Considering Dr Toft's position in the thyroid world, I do wonder why this information hasn't filtered through to other endos.
How come you've been on 200mcg Levo for "many years" when your first post on the forum 2 years ago said your doctor had stopped prescribing T3 and you had tried NatureThroid and you were looking for suppliers of other brands of NDT.
Hi thanks for your message. I was on T3 years ago but could no longer obtain it and I am just on T4 now. Didn’t notice any difference in transition to be honest.
Just testing TSH is completely inadequate and dose should never be reduced based solely on low TSH
Dose of Levothyroxine should only ever be reduced in tiny doses ......25mcg as absolute maximum
Strongly suggest you get FULL Thyroid and vitamin testing BEFORE considering reducing at all
For full Thyroid evaluation you need TSH, FT4 and FT3 plus both TPO and TG thyroid antibodies tested. Also important to test vitamin D, folate, ferritin and B12
Low vitamin levels are extremely common, especially if Thyroid antibodies are raised
Recommended on here that all thyroid blood tests should ideally be done as early as possible in morning and fasting. This gives highest TSH, lowest FT4 and most consistent results. (Patient to patient tip, best not mentioned to GP or phlebotomist)
Last Levothyroxine dose should be 24 hours prior to test,
(taking delayed dose immediately after blood draw).

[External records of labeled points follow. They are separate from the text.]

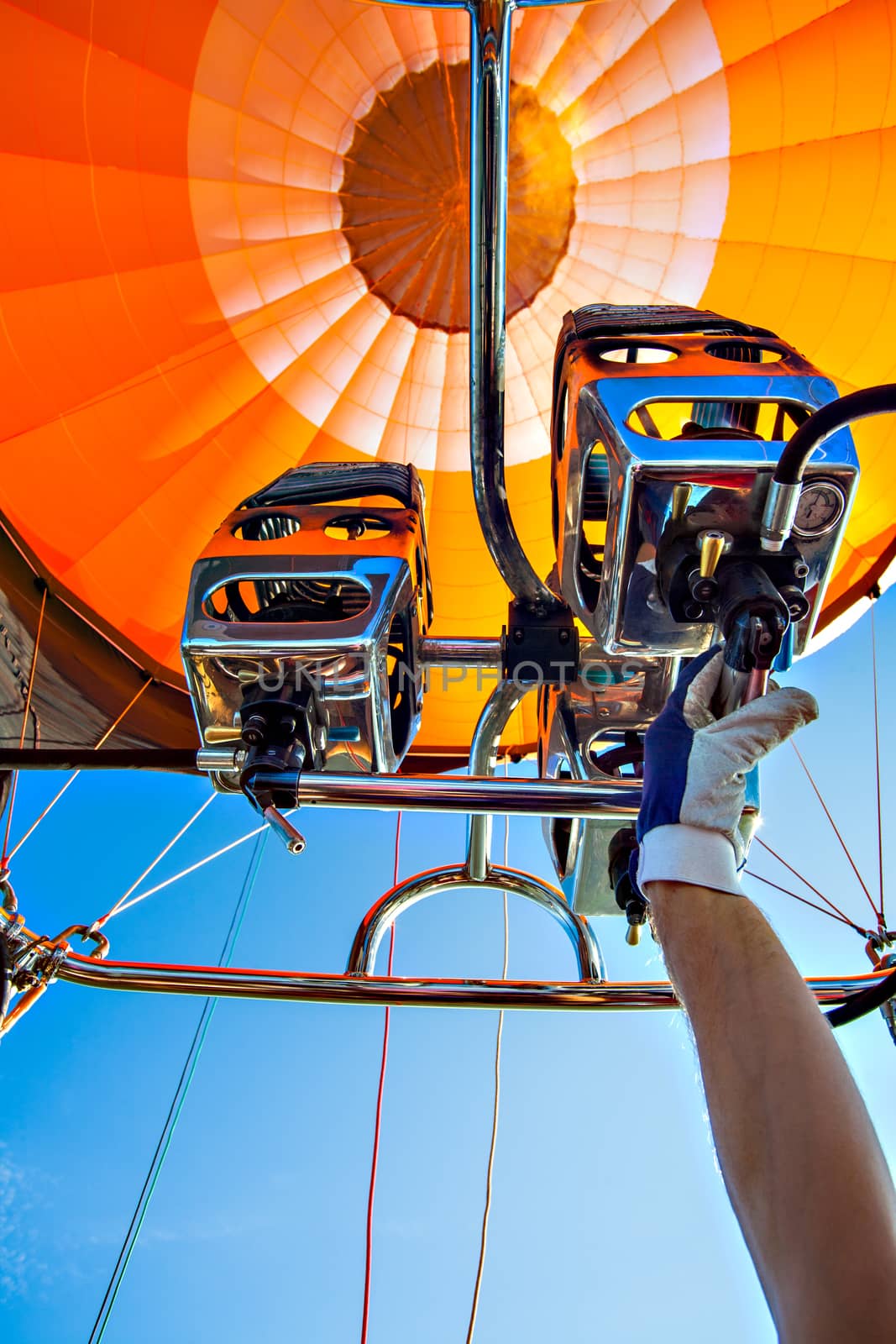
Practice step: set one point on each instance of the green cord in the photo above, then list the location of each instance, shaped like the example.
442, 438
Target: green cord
176, 1105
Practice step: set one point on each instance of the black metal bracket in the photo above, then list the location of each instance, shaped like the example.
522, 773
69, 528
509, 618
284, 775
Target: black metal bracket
539, 649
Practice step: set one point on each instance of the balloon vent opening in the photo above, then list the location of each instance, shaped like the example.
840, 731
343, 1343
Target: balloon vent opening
405, 197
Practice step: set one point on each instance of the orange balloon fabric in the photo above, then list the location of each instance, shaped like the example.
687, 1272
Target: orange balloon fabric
234, 239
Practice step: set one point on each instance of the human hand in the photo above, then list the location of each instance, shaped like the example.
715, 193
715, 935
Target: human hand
694, 769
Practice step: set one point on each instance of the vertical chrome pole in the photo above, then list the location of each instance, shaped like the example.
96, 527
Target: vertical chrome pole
490, 97
499, 707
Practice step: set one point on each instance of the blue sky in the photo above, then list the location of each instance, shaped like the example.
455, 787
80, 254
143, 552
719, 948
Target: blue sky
609, 1216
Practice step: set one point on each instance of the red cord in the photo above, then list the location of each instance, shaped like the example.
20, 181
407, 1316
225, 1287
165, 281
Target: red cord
369, 1253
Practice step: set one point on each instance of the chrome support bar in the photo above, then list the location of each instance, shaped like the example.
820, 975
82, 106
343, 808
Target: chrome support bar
385, 911
399, 991
461, 793
459, 652
490, 96
499, 707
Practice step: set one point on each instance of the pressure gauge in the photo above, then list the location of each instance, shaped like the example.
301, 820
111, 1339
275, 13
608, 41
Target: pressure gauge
821, 507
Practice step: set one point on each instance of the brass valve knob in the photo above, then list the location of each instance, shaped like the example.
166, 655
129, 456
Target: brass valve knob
712, 548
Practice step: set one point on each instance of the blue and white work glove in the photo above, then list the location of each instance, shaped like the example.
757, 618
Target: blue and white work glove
694, 768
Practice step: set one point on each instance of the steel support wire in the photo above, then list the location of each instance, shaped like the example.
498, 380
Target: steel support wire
176, 1104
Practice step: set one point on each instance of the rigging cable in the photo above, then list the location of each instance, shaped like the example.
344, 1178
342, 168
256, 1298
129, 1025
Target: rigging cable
378, 1122
176, 1104
806, 884
880, 828
4, 859
123, 904
490, 1169
812, 905
186, 873
842, 843
76, 773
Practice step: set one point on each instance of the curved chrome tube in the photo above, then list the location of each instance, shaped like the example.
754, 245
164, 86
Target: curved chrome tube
496, 712
459, 651
389, 907
398, 991
461, 793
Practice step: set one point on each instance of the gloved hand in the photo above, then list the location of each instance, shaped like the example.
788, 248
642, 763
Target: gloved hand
694, 777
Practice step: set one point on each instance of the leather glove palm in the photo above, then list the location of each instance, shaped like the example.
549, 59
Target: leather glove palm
694, 772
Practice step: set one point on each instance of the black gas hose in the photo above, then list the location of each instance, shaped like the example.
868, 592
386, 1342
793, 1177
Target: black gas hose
783, 491
864, 1001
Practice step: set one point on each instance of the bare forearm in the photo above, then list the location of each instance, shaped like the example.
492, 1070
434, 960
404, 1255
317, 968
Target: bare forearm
799, 1152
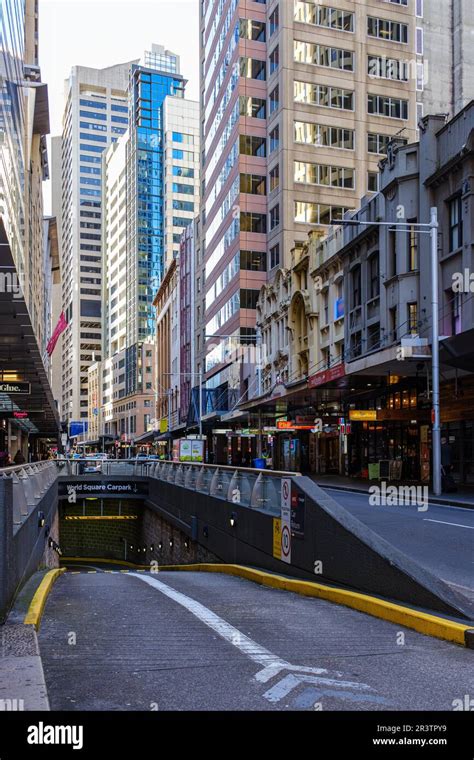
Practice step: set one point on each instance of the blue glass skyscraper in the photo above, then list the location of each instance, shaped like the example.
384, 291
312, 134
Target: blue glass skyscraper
150, 84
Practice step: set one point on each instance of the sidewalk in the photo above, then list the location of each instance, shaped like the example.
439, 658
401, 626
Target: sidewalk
464, 496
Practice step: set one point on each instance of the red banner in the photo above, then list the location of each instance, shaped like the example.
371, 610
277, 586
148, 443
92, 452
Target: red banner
60, 327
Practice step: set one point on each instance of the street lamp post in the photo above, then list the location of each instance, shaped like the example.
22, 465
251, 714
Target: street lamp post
432, 230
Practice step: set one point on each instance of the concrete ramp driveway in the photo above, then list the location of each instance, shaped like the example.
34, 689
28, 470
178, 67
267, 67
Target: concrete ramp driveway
115, 640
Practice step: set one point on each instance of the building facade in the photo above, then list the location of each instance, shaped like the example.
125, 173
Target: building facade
95, 115
150, 194
358, 306
299, 101
28, 254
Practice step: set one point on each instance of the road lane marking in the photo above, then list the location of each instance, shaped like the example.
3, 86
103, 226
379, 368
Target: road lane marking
272, 664
457, 525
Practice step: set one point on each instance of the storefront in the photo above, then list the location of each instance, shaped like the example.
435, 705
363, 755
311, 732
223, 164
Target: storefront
391, 432
457, 429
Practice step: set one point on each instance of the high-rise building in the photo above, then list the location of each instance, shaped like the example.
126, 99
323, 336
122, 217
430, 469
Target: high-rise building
150, 193
447, 26
28, 249
299, 102
95, 115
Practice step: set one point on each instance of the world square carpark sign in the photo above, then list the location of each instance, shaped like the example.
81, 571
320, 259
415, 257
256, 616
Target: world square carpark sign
103, 488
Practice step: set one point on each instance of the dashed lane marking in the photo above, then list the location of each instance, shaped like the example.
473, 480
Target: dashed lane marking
272, 665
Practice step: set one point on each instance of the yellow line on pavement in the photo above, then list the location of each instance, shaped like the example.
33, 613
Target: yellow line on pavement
422, 622
37, 604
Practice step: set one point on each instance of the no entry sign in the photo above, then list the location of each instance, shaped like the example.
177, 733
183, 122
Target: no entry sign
286, 520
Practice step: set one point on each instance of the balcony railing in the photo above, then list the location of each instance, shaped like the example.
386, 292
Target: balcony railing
245, 486
30, 483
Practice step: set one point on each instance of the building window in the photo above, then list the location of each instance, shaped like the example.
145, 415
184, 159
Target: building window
387, 68
274, 256
274, 59
248, 298
274, 216
355, 284
252, 68
321, 15
323, 136
413, 318
393, 324
274, 21
374, 282
254, 261
256, 108
322, 174
384, 29
323, 95
373, 181
274, 177
393, 108
455, 313
254, 184
253, 146
323, 55
455, 224
252, 30
318, 213
274, 99
274, 139
378, 143
412, 235
250, 222
419, 41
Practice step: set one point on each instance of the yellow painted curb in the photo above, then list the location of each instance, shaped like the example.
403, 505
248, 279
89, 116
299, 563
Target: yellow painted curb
37, 604
423, 622
90, 560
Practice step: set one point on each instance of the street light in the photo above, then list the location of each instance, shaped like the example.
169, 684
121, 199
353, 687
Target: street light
433, 232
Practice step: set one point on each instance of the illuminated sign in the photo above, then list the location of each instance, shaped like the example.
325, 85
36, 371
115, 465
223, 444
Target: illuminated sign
363, 415
334, 373
14, 387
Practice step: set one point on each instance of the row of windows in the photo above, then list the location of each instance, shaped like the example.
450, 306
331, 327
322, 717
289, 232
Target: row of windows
321, 15
323, 55
102, 105
317, 213
321, 135
323, 95
322, 174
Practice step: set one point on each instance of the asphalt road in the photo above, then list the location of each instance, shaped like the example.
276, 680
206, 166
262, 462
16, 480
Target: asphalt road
439, 538
204, 641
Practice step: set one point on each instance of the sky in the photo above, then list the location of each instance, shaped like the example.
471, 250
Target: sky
101, 33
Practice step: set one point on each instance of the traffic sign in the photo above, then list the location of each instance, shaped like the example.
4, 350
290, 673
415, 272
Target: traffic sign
286, 520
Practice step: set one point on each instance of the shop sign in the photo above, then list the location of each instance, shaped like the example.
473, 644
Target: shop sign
282, 425
103, 488
285, 542
363, 415
327, 375
277, 538
191, 450
298, 503
14, 387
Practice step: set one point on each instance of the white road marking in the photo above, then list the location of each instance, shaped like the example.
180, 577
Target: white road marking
457, 525
272, 664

The aim of Levothyroxine is to increase the dose slowly in 25mcg steps upwards until TSH is under 2 (many people need TSH significantly under one) and most important is that FT4 in top third of range and FT3 at least half way in range
All four vitamins need to be regularly tested and frequently need supplementing to maintain optimal levels
NHS guidelines on Levothyroxine including that most patients eventually need somewhere between 100mcg and 200mcg Levothyroxine.